Conference: CVPR2026
arXiv: 2602.19910
Code: To be confirmed
Area: Multi-modal VLM
Keywords: Generalized Category Discovery, Multi-modal Representation Learning, Semi-Supervised Rate Reduction, Intra-modal Alignment, CLIP

TL;DR

Ours proposes the SSR²-GCD framework, which learns structured representations with balanced intra-modal compression via a Semi-Supervised Rate Reduction loss. Combined with a Retrieval-based Text Aggregation strategy to enhance cross-modal knowledge transfer, it outperforms existing multi-modal GCD methods across 8 datasets.

Background & Motivation

  1. Practical Demands of Generalized Category Discovery (GCD): Real-world data contains both known and unknown categories. GCD aims to leverage knowledge from known categories to discover unknown ones, serving as a natural extension of open-set recognition.
  2. Rise of Multi-modal Methods: Recently, methods like CLIP-GCD, TextGCD, and GET have introduced textual information into visual GCD tasks, improving performance through cross-modal alignment.
  3. Limitations of Inter-modal Alignment: Existing multi-modal GCD methods focus primarily on inter-modal alignment while neglecting the structural issues within intra-modal representation distributions.
  4. Imbalanced Compression Issue: Traditional contrastive learning loss \(\mathcal{L}_{\text{con}}\), composed of an unsupervised term (pulling all augmented pairs) and a supervised term (pulling only labeled data of known categories), leads to over-compression of known categories and under-compression of unknown categories, resulting in blurred cluster boundaries.
  5. CLIP Long Text Limitations: CLIP performs poorly when encoding long text prompts exceeding 20 tokens; traditional concatenated prompt construction is sub-optimal.
  6. Inter-modal Alignment May Be Harmful: Simply stacking inter-modal alignment loss with intra-modal loss may inadvertently disrupt the learning of intra-modal representations.

Method

Overall Architecture

SSR²-GCD addresses the "over-compression of seen classes and under-compression of unseen classes" representation imbalance in multi-modal GCD. The pipeline starts with Retrieval-based Text Aggregation (RTA) to generate a robust textual representation for each image. Image and text representations are then processed via a Semi-Supervised Rate Reduction (SSR²) loss for representation learning. Finally, a dual-branch classifier learns pseudo-labels from both modalities with mutual supervision.
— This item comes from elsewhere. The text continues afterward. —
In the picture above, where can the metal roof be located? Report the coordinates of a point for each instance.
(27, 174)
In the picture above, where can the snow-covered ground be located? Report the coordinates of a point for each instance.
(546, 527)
%%{init: {'flowchart': {'rankSpacing': 24, 'nodeSpacing': 28, 'padding': 6, 'wrappingWidth': 400, 'subGraphTitleMargin': {'top': 8, 'bottom': 16}}}}%%
flowchart TD
    IMG["Query Image"]
    IMG --> IE["Image Encoder<br/>→ Image Repr."]
    subgraph RTA["Retrieval-based Text Aggregation (RTA)"]
        direction TB
        R1["Retrieve top-c label + attribute candidates"] --> R2["Encode candidates via CLIP text encoder"]
        R2 --> R3["Weighted aggregation by similarity<br/>→ Text Repr."]
    end
    IMG --> RTA
    IE --> SSR["Semi-Supervised Rate Reduction (SSR²)<br/>Global Expansion + Intra-class Uniform Compression"]
    RTA --> SSR
    SSR --> DUAL["Dual-branch Clustering<br/>co-teaching mutual pseudo-label supervision"]
    DUAL -->|"Sum outputs and take argmax"| OUT["Category Prediction"]

Key Designs

1. Retrieval-based Text Aggregation (RTA): Bypassing CLIP long-text bottlenecks via weighted aggregation in embedding space

CLIP encodes long prompts (over 20 tokens) poorly, making concatenated prompts sub-optimal. RTA adopts the label and attribute dictionaries from TextGCD to retrieve the \(c\) most similar label and attribute candidates for each query image. Instead of concatenating them into a single string, they are encoded separately and then aggregated via weighting:

\[\boldsymbol{z}^{\text{T}} = \sum_{i=1}^{c} \sigma_i \mathcal{F}^{\text{T}}(\mathcal{T}(a_i)) + \sum_{i=1}^{c} \sigma_i \mathcal{F}^{\text{T}}(\mathcal{T}(b_i))\]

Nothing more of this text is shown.